La terza dimensione della fedeltà è la coerenza. Vivere in accordo con quanto si crede. Ordinare la propria vita con l’oggetto della propria adesione. Accettare piuttosto incomprensioni e persecuzioni, ma non permettere mai dissociazioni tra ciò che si vive e ciò che si crede: questo è la coerenza. Qui si trova forse il nucleo più intimo della fedeltà.

Ma ogni fedeltà deve passare per la prova più esigente: quella della perseveranza. Perciò la quarta dimensione della fedeltà è la costanza. È facile esser coerente per un giorno o per alcuni giorni. È difficile e importante esser coerente per tutta la vita. È facile esser coerente nell’ora dell’entusiasmo, è difficile esserlo nell’ora della tribolazione. Perciò può chiamarsi fedeltà solo una coerenza che dura per tutta la lunghezza della vita. Il “fiat” di Maria nell’Annunciazione ritrova la sua pienezza nel “fiat” silenzioso ch’essa ripete ai piedi della Croce. Esser fedele significa non tradire nelle tenebre ciò che si è accettato in pubblico.

Fra tutti gli insegnamenti che la Vergine dà ai suoi figli del Messico, forse proprio il più bello e il più importante è questa lezione di fedeltà: è questa fedeltà che il Papa si compiace di scoprire e che attende dal popolo messicano.

Nella mia patria si suol dire: “Polonia semper fidelis”. Voglio poter dire ugualmente: “Messico semper fidelis”, sempre fedele!

Di fatto la storia religiosa di questa Nazione è una storia di fedeltà; fedeltà ai semi di fede seminati dai primi missionari; fedeltà a una religiosità semplice ma radicata, sincera fino al sacrificio; fedeltà alla devozione mariana; fedeltà esemplare al Papa.

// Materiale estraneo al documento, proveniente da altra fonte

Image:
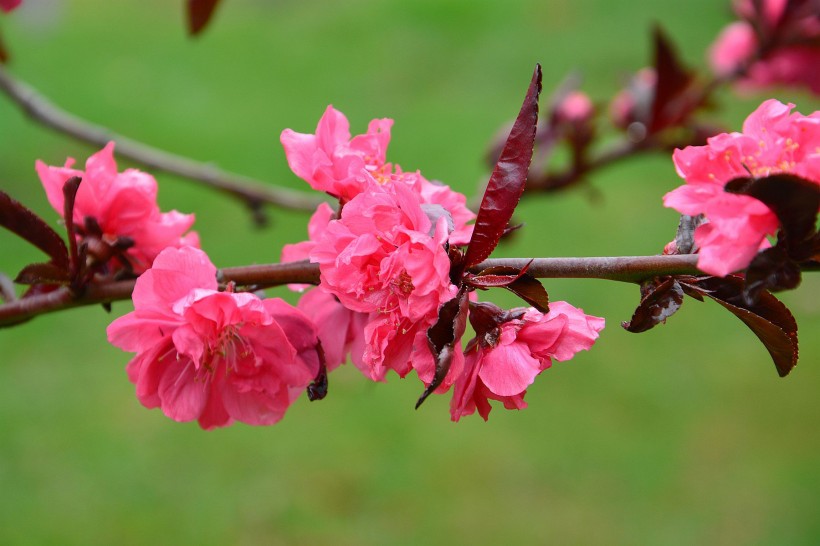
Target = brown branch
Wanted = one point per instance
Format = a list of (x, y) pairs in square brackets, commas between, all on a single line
[(252, 192), (625, 269)]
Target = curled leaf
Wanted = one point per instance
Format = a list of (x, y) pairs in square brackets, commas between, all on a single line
[(658, 304), (42, 273), (508, 179), (523, 285), (672, 102), (794, 200), (767, 317), (19, 220), (200, 13)]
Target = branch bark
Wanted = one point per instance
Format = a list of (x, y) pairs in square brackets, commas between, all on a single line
[(625, 269), (253, 193)]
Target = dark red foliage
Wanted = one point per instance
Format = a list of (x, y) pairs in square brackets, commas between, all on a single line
[(508, 179), (19, 220), (673, 100), (200, 13)]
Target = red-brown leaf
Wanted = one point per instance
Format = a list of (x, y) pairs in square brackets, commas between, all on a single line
[(671, 103), (19, 220), (508, 179), (200, 13)]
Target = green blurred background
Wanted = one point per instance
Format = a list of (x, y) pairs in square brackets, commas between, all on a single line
[(682, 435)]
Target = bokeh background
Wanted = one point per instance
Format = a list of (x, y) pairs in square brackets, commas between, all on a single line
[(682, 435)]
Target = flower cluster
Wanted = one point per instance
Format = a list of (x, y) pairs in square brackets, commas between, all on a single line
[(775, 42), (774, 140), (116, 213), (385, 257)]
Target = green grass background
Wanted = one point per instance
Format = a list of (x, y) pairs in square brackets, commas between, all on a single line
[(683, 435)]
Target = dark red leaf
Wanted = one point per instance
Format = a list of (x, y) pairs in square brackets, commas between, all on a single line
[(794, 200), (489, 281), (530, 289), (317, 390), (4, 54), (767, 317), (200, 13), (486, 319), (671, 103), (658, 304), (771, 269), (42, 273), (443, 336), (685, 236), (18, 219), (508, 179), (526, 287)]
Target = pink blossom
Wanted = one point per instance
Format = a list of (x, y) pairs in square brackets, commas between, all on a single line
[(576, 107), (792, 46), (773, 141), (8, 5), (331, 161), (124, 205), (385, 257), (213, 356), (502, 365)]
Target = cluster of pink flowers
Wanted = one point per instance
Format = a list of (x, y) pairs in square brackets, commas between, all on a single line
[(8, 5), (384, 259), (114, 208), (779, 44), (213, 356), (773, 140), (385, 271)]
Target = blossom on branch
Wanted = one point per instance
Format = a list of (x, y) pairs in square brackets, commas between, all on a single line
[(385, 257), (118, 209), (503, 361), (216, 357), (775, 45), (8, 5), (773, 141)]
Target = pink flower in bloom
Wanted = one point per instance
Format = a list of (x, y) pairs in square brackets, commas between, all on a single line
[(773, 141), (331, 161), (8, 5), (576, 107), (384, 256), (787, 63), (213, 356), (122, 204), (502, 365)]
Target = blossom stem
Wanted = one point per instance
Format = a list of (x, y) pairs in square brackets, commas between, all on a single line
[(623, 268), (253, 193)]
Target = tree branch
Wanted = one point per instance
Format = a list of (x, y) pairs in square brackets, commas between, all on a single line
[(625, 269), (253, 193)]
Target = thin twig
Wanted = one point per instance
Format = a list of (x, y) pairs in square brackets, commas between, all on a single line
[(625, 269), (253, 193)]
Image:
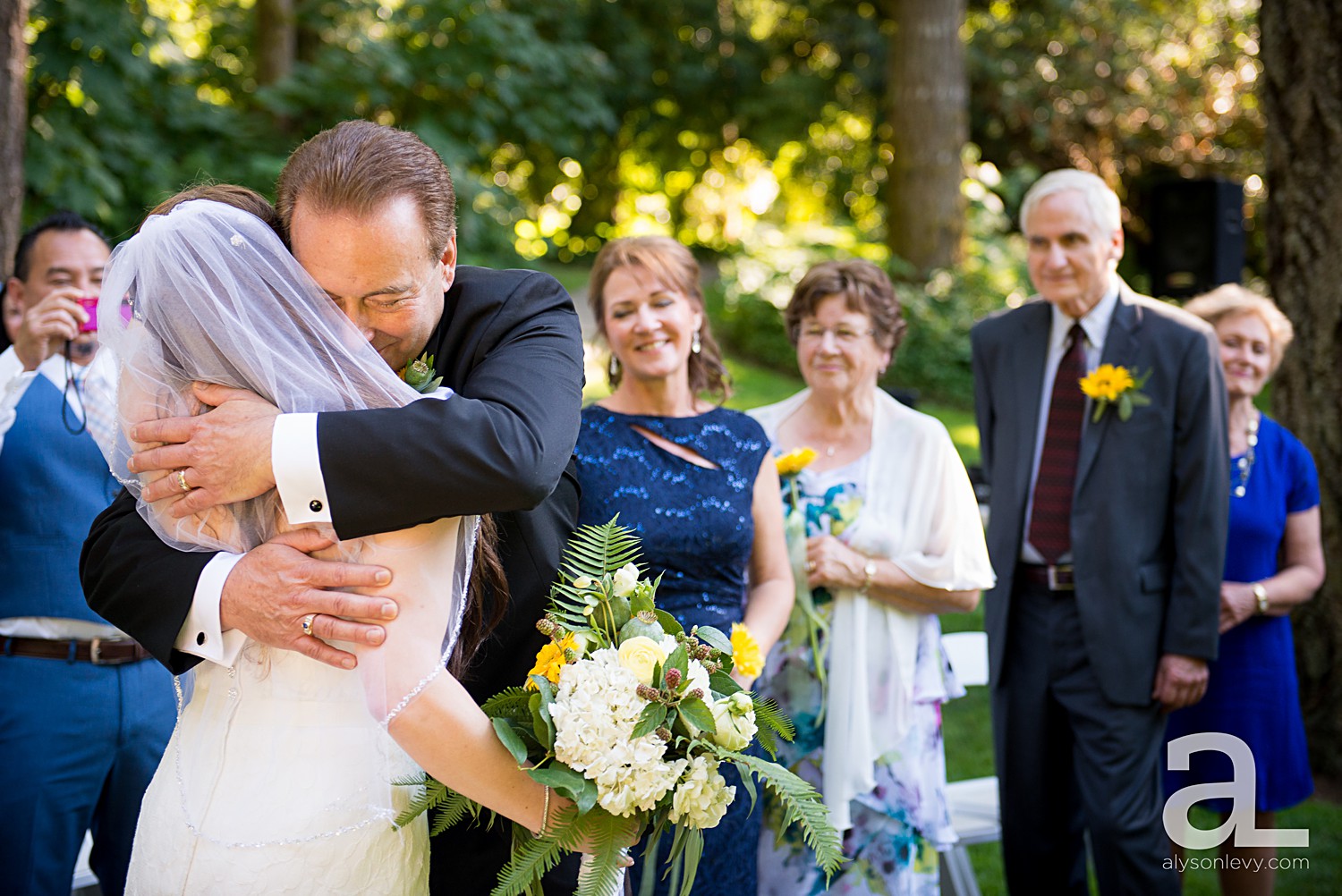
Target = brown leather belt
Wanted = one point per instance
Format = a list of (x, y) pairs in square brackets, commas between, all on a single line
[(98, 651), (1055, 579)]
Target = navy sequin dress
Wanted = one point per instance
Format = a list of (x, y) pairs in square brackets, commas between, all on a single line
[(698, 531)]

Non era per me necessario venire fino al Messico per conoscere questa fedeltà al Vicario di Cristo, perché già da molto tempo lo sapevo; però ringrazio il Signore di poterla sperimentare nel fervore della vostra accoglienza.

In quest’ora solenne vorrei invitarvi a consolidare questa fedeltà, a irrobustirla. Vorrei invitarvi a tradurla in una intelligente e forte fedeltà alla Chiesa oggi. Quali saranno le dimensioni di questa fedeltà se non le medesime della fedeltà di Maria?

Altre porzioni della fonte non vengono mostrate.